The most significant reform to the health service under the auspices of Sláintecare has been the through the establishment of six HSE health regions ostensibly aimed to replace hospital groups (HGs) and community healthcare organisations (CHOs) and “enable the provision of better and more integrated care along regional lines”.

Under the HSE Health Regions Implementation Plan, published in July 2023, six regional executive officers have now been recruited and are in place.

A number of other incremental programmes have taken place such as the introduction of enhanced community care and the Chronic Disease Management (CDM) Community Support Team (CST) programme. However, it is unavoidable to observe that over the course of the Government’s term, there has been a diminution in the momentum of the healthcare strategy, as exemplified with the high-profile resignations of former chief executive Laura Magahy, who expressed her frustration at the slow pace of the implementation of the programme.

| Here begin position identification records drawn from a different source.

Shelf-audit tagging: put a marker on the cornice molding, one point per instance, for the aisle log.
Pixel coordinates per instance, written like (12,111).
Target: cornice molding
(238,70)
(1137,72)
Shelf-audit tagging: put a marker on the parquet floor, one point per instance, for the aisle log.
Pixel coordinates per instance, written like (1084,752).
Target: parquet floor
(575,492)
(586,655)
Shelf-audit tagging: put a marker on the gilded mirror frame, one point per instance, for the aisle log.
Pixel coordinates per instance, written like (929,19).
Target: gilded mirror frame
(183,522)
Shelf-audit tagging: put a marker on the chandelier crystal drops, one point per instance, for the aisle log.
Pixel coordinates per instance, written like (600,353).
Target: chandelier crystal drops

Anthony O’Connor’s resignation from the council of Sláintecare echoed this perspective, with O’Connor writing in a letter to Minister Stephen Donnelly TD that the original culture of Sláintecare had been “bulldozed”.


Minister Donnelly, on the publication of the Sláintecare Progress Report, claimed that the health service has had “significant improvements that are delivering better health services to patients and the public, on our road to delivering universal healthcare for all”.

However, while Sláintecare remains the overriding health policy of the Government, the lack of fundamental changes beyond organisational structures mean that it is difficult to envisage a universal, free-at-the-point-of-use healthcare system emerging in this State by 2031 which is less than 342 weeks away at the time of writing.